Gepetto yang mendengar suara teriakan pinokio terbangun dari melihat TV. Ternyata dia tidak tidur.
“Ada apa pinokio?!”
“Tolong pa, ada peri ingin membunuhku!”
“APA!!??”
“Tidak om, saya hanya terbawa suasana! Saya tidak berniat membunuh pinokio!”
Kemudian Suasana, seseorang yang tidak dikenal, tidak sengaja membawa putri biru pergi.

Gepetto menangis dan memeluk pinokio.
“Pinokio anakku, kamu nggak apa-apa?”
“Nggak papa ayah, aku baik-baik saja.”
“Baiklah kalau begitu, cepat tidur, biar nggak ngantuk besok di sekolah.”
“Baik ayah.”

Kemudian besoknya, dan besoknya, dan besoknya, dan besoknya, dan besoknya… Kok jadi mirip tuan Krab?
Pinokio pergi sekolah seperti biasanya. Dan seperti biasanya, ia berpamitan dengan Gepetto.
Tunggu dulu, biasanya??
Iya, Pinokio kan anak baik. Dia rajin sekolah dan berpamitan dengan orang tua.
Lho, Bukannya biasanya pinokio boneka kayu?

Ganti adegan kalo gitu.

Suasana telah sadar dan mengembalikan peri biru ke rumah Pinokio.
“Ayah! Itu kembali lagi!”
“Aku tidak jahat! Dan jangan memanggil dengan sebutan itu! Memangnya aku benda? Aku bukan m******i SK!
“Ayah! Dia menghina m******i SK!”
Gepetto menghampiri mereka berdua.
“Kamu salah paham tentang keduanya, Pinokio. Pertama, peri itu tidak jahat. Kedua, ah aku tidak bisa menyebut nama’nya’!”
“Paman Gepetto, anda percaya pada saya?”
“Ya, saya yakin kamu peri baik-baik. Dan juga… Tunggu dulu…”
“Ada apa paman Gepetto?”
“Ada apa ayah?”
“TIDAK MUNGKIN!!! PINOKIO BISA BERGERAK DAN BERBICARA!!!!!?????”
“…”
“Bukannya sudah dari kemarin om?”
“Kemarin? oh ya! Saya kira kemarin MP3 lagu!”
“…”
“Sudahlah, itu nggak penting! Pinokio, aku sangat bahagia kamu menjadi anak laki-laki!”
“Ketahuilah paman, yang mengubahnya itu aku lho…”
“Sebenarnya aku ingin anak perempuan, tapi nggak papalah.”
“Hmmm, sulit juga lho mengubah pinokio…”
“Ayah, aku juga sangat bahagia…”
“Om? pinokio?”
“Pinokio…”
“Ayah…”
“Halo?”
“Anakku…”
“Ayahku…”
“DENGARKAN AKU!!!”
“Huh? Kamu bicara sesuatu, peri biru?”
“!@#$%^&*()”
Pasti bingung siapa bicara yang mana kan? :)

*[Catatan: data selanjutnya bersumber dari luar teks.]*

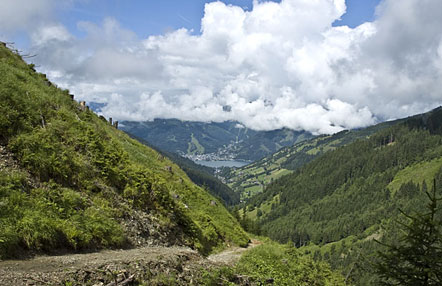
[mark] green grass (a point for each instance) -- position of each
(417, 173)
(272, 263)
(79, 177)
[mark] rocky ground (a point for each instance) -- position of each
(140, 266)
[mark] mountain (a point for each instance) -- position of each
(336, 205)
(226, 140)
(251, 179)
(201, 175)
(70, 181)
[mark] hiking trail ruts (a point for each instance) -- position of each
(115, 267)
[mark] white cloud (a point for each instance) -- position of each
(278, 65)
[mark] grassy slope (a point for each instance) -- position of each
(335, 213)
(248, 180)
(79, 178)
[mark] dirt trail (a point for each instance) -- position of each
(232, 255)
(114, 266)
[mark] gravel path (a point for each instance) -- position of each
(114, 266)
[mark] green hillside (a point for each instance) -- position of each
(201, 175)
(251, 179)
(69, 180)
(226, 139)
(334, 206)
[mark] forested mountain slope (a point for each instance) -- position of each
(251, 179)
(201, 175)
(338, 203)
(227, 139)
(69, 180)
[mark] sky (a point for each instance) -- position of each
(315, 65)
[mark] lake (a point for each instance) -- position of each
(218, 164)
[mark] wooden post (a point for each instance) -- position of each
(83, 105)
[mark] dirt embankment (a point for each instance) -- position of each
(157, 265)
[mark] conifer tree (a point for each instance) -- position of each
(417, 259)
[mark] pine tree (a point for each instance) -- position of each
(417, 259)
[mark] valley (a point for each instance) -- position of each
(84, 203)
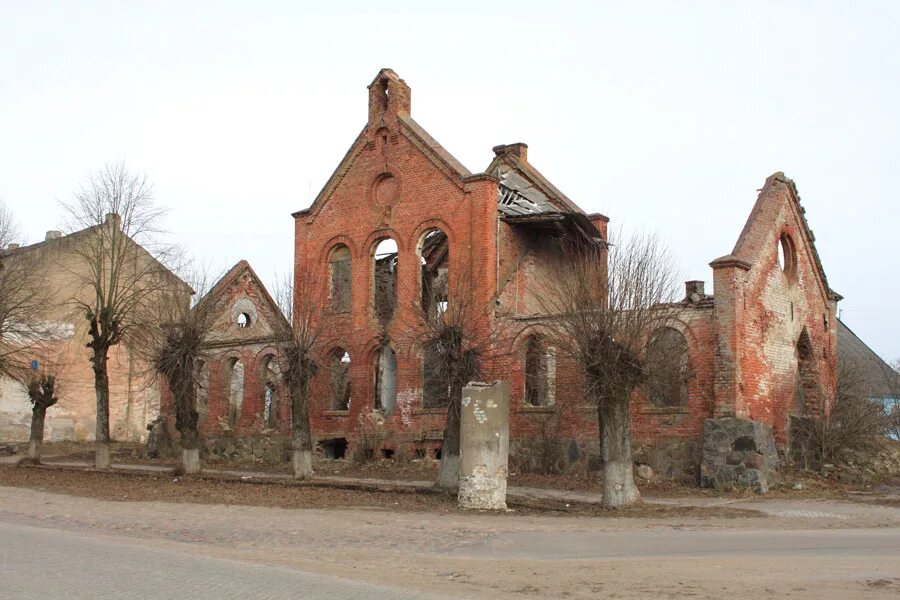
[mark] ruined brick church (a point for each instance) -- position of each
(400, 216)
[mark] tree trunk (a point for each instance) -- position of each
(619, 488)
(101, 386)
(301, 436)
(190, 460)
(186, 419)
(36, 439)
(448, 476)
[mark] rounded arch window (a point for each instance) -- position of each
(539, 372)
(339, 368)
(433, 250)
(787, 256)
(667, 368)
(385, 278)
(339, 275)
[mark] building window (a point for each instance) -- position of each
(202, 391)
(540, 366)
(385, 293)
(235, 391)
(270, 393)
(339, 367)
(667, 368)
(385, 380)
(340, 271)
(434, 256)
(787, 257)
(436, 383)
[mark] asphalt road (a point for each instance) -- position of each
(49, 563)
(674, 543)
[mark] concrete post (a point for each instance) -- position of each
(484, 445)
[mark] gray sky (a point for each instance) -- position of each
(666, 116)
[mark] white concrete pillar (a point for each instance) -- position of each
(484, 446)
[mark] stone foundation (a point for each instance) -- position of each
(738, 454)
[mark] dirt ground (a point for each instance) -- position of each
(811, 485)
(452, 553)
(225, 490)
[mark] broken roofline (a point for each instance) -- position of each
(513, 156)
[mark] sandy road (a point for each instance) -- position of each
(453, 556)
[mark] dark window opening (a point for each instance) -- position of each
(385, 279)
(340, 272)
(201, 391)
(334, 449)
(436, 382)
(807, 392)
(537, 382)
(667, 368)
(339, 363)
(235, 391)
(385, 380)
(434, 256)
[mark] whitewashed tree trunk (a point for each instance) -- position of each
(190, 460)
(619, 488)
(102, 455)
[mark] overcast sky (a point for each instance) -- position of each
(666, 116)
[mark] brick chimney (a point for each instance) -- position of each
(693, 291)
(519, 150)
(388, 96)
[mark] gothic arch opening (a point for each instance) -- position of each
(434, 258)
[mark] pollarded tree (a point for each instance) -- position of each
(297, 360)
(178, 350)
(25, 333)
(458, 339)
(43, 390)
(118, 269)
(603, 305)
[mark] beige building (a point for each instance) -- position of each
(134, 392)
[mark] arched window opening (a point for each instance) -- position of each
(340, 271)
(270, 393)
(434, 256)
(385, 279)
(202, 392)
(787, 256)
(385, 380)
(436, 383)
(539, 373)
(807, 391)
(339, 365)
(667, 368)
(235, 391)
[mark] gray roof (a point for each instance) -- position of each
(517, 196)
(883, 381)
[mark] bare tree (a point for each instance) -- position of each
(855, 419)
(43, 392)
(602, 314)
(459, 339)
(178, 349)
(118, 269)
(299, 301)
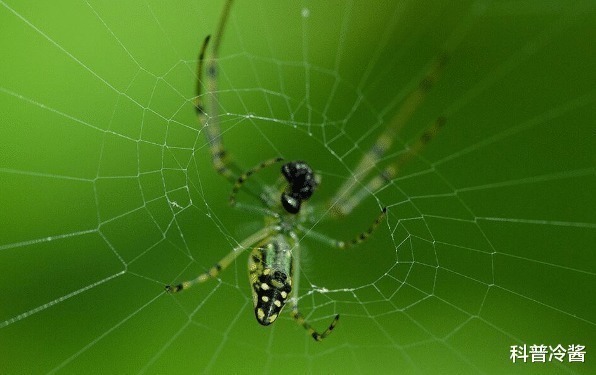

Setelah kangen-kangenan, peri biru mulai membicarakan hal yang serius.
“Pinokio, kamu memang sudah menjadi seperti anak laki-laki, tapi masih jauh dari anak laki-laki sebenarnya. Ada tiga peraturan yang harus kamu ingat.”
“Apa itu?”
“Pertama, jadilah anak baik. Kalau kamu jadi anak baik, kamu bisa selangkah lebih dekat dengan anak laki-laki.”
“Hmmm…”
“Kedua, jika kamu berbohong hidungmu akan menjadi panjang.”
“Oooh…”
“Ketiga, ini yang paling penting!”
“Apa itu!?”
Suasana menjadi hening.
“Tunggu dulu, kenapa Suasana dibawa-bawa lagi? Dia orang tidak dikenal!”
Oh baiklah. Keadaan menjadi hening.
“Sekarang siapa lagi itu Keadaan?!”
Sob… Keadaan itu bukan nama orang… K-nya kapital karena setelah tanda titik.
“Oooh…”
Keadaan menjadi hening.
“Zzzz…”
Saking heningnya Pinokio dan Gepetto tertidur.
“… Dasar manusia, kerjanya molor melulu.”
Dan peri biru juga ikut tidur tanpa menyebutkan peraturan ketiga. Itu adalah kesalahan yang sangat fatal, mereka berdua tidak tahu bahwa peraturan ketiga adalah peraturan yang sangat mengerikan.

Pinokio senang bisa hidup seperti layaknya anak laki-laki biasa. Ia sekolah, bermain, makan, mencuri, mengganggu teman-temannya, bermain kembang api di toko bom eceran dekat rumah.

Sebentar sebentar sebentar! ketiga hal terakhir tidak biasa dilakukan oleh anak laki-laki biasa!
Ketiga hal terakhir? Sebentar sebentar sebentar?
Bukan, yang sebelumnya!
… (Titik titik titik)?
Argh, lupakan!



Kok nggak diteruskan ceritanya?
Lha… Katanya lupakan? Ya sekarang sudah lupa sampai mana ceritanya tadi…

Brain defragment… 100%

Nah sekarang aku ingat!
Mari kita mengingat kembali apa yang terjadi pada bagian pertama…

Karena menunggu pengarang ingat, ceritanya jadi bersambung…
Sekali kali lah…

Nah, begitulah yang terjadi pada bagian pertama.

Akhirnya Pinokio bisa melakukan hal yang selama ini dia impi-impikan, yaitu bertingkah laku seperti anak laki-laki.
Tunggu dulu! Itu bertentangan dengan bagian pertama!
Benarkah? Mari kita flash back ke bagian pertaman…

Karena menunggu pengarang ingat, ceritanya jadi bersambung…
Sekali kali lah…

Begitulah yang terjadi pada bagian pertama.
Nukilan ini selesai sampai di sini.